# River crossing and relative velocities

Hi everyone,

I’ve been having difficulties with this problem for a while. Here is my best attempt at solving it. If there’s anything wrong, I honestly can’t figure it out :). I would appreciate if anyone could go over it quickly and tell me if/what I did wrong.

1. The problem statement, all variables and given/known data
A boat crosses a wide river with a speed of 12km/h relative to water.
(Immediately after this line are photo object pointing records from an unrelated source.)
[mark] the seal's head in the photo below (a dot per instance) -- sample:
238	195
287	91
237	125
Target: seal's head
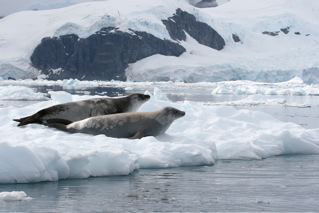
171	114
137	100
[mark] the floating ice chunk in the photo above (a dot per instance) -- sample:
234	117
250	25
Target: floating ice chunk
14	196
207	133
21	93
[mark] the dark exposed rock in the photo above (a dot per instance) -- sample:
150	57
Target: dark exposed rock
182	21
236	38
285	30
275	33
102	56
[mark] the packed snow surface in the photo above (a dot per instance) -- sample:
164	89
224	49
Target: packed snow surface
14	196
293	87
257	57
21	93
207	133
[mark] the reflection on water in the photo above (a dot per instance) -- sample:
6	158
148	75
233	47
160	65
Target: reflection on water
286	183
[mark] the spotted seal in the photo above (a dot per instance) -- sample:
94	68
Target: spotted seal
79	110
131	125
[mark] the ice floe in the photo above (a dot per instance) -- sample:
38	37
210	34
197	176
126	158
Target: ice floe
14	196
207	133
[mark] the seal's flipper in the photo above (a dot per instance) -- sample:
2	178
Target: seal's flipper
138	135
58	121
58	126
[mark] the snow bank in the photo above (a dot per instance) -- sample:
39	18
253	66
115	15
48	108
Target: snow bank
293	87
37	153
21	93
14	196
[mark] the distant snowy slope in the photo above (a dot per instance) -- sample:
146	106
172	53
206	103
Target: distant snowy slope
275	39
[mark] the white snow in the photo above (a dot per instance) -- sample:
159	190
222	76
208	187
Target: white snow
257	57
293	87
207	133
21	93
14	196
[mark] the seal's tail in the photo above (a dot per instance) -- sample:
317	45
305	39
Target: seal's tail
27	120
59	124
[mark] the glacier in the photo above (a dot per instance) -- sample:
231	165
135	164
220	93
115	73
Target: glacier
257	57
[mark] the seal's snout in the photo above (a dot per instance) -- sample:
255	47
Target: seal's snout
181	113
147	97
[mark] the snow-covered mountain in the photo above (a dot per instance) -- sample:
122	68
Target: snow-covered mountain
268	40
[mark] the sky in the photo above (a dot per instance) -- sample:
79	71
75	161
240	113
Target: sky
10	6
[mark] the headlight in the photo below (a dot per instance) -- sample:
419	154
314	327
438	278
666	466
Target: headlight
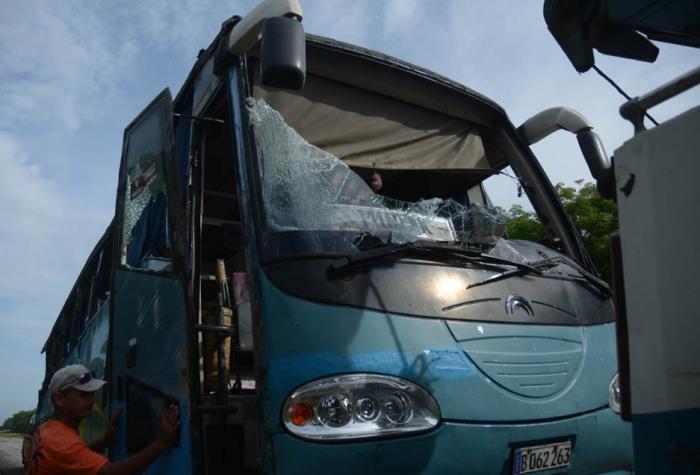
358	406
614	397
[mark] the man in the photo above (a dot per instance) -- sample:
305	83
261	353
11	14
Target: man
57	448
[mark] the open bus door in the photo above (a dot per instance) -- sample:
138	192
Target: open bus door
149	357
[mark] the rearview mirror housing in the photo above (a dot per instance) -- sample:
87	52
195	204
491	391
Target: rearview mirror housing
283	53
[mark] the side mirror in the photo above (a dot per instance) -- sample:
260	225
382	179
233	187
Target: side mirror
283	53
548	121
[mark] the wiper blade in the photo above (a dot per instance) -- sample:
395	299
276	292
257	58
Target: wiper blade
432	250
594	283
522	269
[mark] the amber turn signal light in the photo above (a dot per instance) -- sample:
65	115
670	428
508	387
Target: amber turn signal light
301	414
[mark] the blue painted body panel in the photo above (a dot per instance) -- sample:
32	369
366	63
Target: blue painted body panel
667	442
456	448
151	308
305	341
481	417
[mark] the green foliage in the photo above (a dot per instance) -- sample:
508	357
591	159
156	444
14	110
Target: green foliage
19	422
594	217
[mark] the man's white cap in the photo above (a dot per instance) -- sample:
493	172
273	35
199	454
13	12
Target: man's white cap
74	376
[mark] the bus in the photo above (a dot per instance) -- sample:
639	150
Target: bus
307	258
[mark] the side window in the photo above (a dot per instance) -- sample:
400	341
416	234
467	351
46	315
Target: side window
146	238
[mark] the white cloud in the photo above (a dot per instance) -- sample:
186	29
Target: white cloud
45	240
401	16
53	61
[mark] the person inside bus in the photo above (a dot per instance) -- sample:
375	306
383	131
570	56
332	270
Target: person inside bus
57	448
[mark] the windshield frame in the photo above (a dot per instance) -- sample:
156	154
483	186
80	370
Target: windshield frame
502	132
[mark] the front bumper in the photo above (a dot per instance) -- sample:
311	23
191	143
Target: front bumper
602	443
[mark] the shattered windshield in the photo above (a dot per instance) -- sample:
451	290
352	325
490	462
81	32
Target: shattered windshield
315	203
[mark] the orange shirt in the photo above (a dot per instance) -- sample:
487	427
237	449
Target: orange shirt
58	449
The river has a uniform speed of 6 km/h due east relative to earth.
(a) Determine the speed of the boat relative to a stationary observer.
(b) In what direction should the boat be heading to reach an opposite point directly across the river?

2. Relevant equations
I’ve set up the velocities as such:
Vbe = Velocity of the boat relative to the earth (and observer),
Vbw = Velocity of the boat relative to the water, and
Vwe = Velocity of the water relative to the earth.

Therefore, Vbe = Vbw + Vwe

3. The attempt at a solution
After drawing a picture of the situation, I’ve determined that

Vbw = (-12sinΘ i + 12cosΘ j) km/h
Vwe = (6i + 0j) km/h
Vbe = (0i + Vbe j) km/h ← This is something I’m not certain of. Am I right to assure that since we want to go directly across the river, relative to the earth, this vector should have a 0 i-component?

Using Vbe = Vbw + Vwe,

1) -12sinΘ + 6 = 0
→ Θ = 30° (counterclockwise from positive y-axis)

2) magnitude of Vbe = 12cosΘ = 12cos30 = 10.39

To answer a) using the above, Vbe = (0i + 10.39j) km/h, or 10.39 km/h due north relative to the observer.
b) Direction should be 120° from positive x-axis.

Have I made any mistakes somewhere? For some reason, I had quite a hard time visualizing this problem.